18.10.22

Sahar kann wieder laufen

Unfallchirurgen des Krankenhauses Bethanien bewahren Mädchen aus Afghanistan mit Beinverletzung vor Amputation

Im Spielzimmer der Klinik für Kinder- und Jugendmedizin des Moerser Krankenhauses Bethanien sitzt Sahar (Name geändert) in ihrem Rollstuhl. Das Mädchen tüftelt gemeinsam mit einer Betreuerin an einem Kinderpuzzle. Auf dem Puzzle-Bild werden Stück für Stück die Figuren zweier Mädchen aus einem Disneyfilm erkennbar, die so alt sein könnten wie Sahar. Das Mädchen aus der Stadt Herat im westlichen Teil Afghanistans ist jung und doch hat es bereits eine Menge erlebt. Mit einer Beinverletzung kam es im März nach Deutschland und lebt seitdem im Friedensdorf International in Oberhausen, wo Kinder aus Kriegs- und Krisenregionen während ihrer medizinischen Behandlung in Deutschland unterkommen. Seit vielen Jahren kooperiert die Hilfsorganisation unter anderem mit dem Krankenhaus Bethanien. Dort behandeln Ärzte- und Pflegeteams Kinder aus dem Friedensdorf oftmals über mehrere Monate. Sahar ist eine von ihnen.

Das Mädchen litt an einer chronischen Entzündung in einem Knochen ihres rechten Beins, in dem sich nach einer Verletzung ein Keim gebildet hatte. Weil es in Afghanistan oft nicht die medizinischen Möglichkeiten gibt, diese Verletzungen ausreichend zu behandeln, entstehen chronische Entzündungen, die zu Verformungen führen können. Im Fall von Sahar hätte das verletzte Bein später sogar amputiert werden müssen. Glücklicherweise besteht seit vielen Jahren die Kooperation zwischen dem Friedensdorf und dem Krankenhaus Bethanien, wo der Chefarzt der Unfallchirurgie & Orthopädie Dr. Christoph Chylarecki und sein Team Kinder mit solchen Verletzungen bereits viele Male erfolgreich operieren konnten. „Im Westen sind solche Verletzungen eher unbekannt, da hier die medizinische Versorgung, unter anderem mit Medikamenten wie Antibiotika, besser ist“, so Imre Takács, Kinderorthopäde und Oberarzt der Klinik. Gemeinsam mit Dr. Chylarecki operierte er von Ende April bis Ende Mai Sahar insgesamt drei Mal.

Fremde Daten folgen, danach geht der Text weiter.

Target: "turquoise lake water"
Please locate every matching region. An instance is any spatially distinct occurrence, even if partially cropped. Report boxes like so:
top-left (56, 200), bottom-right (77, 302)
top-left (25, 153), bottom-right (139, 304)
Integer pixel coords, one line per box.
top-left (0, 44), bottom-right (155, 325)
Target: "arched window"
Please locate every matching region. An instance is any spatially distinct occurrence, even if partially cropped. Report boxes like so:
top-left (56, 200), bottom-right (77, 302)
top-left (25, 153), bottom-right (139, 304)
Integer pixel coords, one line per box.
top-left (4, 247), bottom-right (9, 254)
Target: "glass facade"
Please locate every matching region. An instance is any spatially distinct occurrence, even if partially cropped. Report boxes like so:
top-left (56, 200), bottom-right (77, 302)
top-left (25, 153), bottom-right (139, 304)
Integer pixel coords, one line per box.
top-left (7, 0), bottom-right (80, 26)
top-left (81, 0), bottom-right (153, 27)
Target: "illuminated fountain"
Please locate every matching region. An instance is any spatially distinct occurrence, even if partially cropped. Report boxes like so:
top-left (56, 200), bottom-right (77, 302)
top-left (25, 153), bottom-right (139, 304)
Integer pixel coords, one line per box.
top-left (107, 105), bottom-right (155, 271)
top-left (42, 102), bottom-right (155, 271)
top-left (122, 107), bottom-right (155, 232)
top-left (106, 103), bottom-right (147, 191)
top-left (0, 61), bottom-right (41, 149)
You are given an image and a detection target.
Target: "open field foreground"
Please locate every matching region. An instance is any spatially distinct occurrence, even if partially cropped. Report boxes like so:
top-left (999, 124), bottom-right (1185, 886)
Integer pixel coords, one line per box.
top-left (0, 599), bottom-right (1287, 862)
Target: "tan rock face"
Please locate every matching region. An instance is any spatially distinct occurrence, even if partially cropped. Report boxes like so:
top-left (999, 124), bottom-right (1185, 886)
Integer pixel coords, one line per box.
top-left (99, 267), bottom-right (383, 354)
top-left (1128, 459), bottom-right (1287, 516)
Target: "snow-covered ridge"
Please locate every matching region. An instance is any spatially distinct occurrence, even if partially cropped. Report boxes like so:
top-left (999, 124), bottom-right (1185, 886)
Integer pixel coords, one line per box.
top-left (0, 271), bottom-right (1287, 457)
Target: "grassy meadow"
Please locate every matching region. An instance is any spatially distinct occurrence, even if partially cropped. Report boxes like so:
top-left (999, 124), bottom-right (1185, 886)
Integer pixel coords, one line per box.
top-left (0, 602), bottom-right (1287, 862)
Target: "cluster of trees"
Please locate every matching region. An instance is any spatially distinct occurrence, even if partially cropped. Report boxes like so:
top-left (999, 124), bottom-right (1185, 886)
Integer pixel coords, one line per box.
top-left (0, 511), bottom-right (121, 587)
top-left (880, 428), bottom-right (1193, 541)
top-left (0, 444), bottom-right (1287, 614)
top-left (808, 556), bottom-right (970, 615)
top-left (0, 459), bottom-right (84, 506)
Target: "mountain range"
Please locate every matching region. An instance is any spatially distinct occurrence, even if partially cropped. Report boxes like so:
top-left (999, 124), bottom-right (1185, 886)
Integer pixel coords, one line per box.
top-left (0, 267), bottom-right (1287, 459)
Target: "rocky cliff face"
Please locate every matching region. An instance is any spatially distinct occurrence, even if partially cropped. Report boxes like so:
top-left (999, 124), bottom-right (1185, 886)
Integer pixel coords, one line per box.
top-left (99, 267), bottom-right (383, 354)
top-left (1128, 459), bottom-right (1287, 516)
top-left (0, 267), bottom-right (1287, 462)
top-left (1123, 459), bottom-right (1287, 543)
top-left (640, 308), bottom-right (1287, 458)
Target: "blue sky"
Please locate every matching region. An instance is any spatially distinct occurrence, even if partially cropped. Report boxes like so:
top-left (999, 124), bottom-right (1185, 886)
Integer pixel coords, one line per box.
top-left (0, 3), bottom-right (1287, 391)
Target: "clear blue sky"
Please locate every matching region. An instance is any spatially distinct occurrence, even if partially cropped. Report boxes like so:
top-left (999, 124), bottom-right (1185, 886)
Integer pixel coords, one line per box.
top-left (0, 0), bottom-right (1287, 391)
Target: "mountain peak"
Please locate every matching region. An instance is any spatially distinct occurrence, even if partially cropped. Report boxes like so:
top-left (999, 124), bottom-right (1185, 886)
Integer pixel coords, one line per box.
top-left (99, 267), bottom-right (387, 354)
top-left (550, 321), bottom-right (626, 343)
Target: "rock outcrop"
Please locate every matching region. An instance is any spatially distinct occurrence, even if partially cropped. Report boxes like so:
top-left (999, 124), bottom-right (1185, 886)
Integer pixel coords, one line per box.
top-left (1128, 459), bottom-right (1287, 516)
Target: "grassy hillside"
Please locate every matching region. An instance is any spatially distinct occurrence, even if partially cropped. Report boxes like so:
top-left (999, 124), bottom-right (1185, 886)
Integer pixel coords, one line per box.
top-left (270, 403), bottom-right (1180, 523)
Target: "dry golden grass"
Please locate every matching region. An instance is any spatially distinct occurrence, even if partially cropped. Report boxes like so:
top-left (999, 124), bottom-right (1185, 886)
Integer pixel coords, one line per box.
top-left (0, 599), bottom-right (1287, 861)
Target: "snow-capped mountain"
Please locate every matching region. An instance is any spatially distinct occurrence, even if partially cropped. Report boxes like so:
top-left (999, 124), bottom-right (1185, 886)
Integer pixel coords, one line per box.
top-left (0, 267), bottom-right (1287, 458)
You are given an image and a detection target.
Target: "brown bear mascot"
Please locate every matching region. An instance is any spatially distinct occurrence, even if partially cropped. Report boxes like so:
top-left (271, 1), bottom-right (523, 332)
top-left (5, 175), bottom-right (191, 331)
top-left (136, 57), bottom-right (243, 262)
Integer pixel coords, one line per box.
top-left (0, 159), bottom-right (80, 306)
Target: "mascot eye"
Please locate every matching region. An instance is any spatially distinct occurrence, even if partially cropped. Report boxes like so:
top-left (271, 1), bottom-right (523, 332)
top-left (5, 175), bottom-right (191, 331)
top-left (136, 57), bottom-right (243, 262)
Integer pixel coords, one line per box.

Die Chirurgen versorgten das Mädchen während der im Schnitt anderthalbstündigen Operationen unter anderem mit sogenannten Antibiotikaketten, die sie in den entzündeten Beinknochen legten. Die hochwirksamen Medikamente sollten dafür sorgen, dass die Entzündungsherde abklingen und sich der Knochen wieder beruhigt. Auch nach der Operation musste sie weiterhin Antibiotika einnehmen, damit die gesamte Therapie wirkt. Noch im Sommer war die kleine Patientin einige Male zu Kontrollen im Krankenhaus, wo sie während ihrer gesamten Behandlung ein Team aus Kinderärzt:innen, Pflegekräften und Physiotherapeut:innen betreute. Mit Erfolg: Inzwischen läuft das Mädchen wieder, ohne auf den Rollstuhl oder auf Krücken angewiesen zu sein. In den nächsten Wochen kann sie nach knapp 9 Monaten Aufenthalt in Deutschland die Heimreise antreten und wieder zurück zu ihrer Familie nach Afghanistan.

Pressefoto

Im Sommer war sie noch auf den Rollstuhl angewiesen, inzwischen läuft sie wieder: Die kleine Sahar aus Afghanistan mit dem Chefarzt der Klinik für Unfallchirurgie & Orthopädie Dr. Christoph Chylarecki (Mitte), Oberarzt und Kinderorthopäde Imre Takács (re.) und Gesundheits- und Kinderkrankenpflegerin Franziska Gohl (li.) vor dem Eingang des Krankenhauses Bethanien.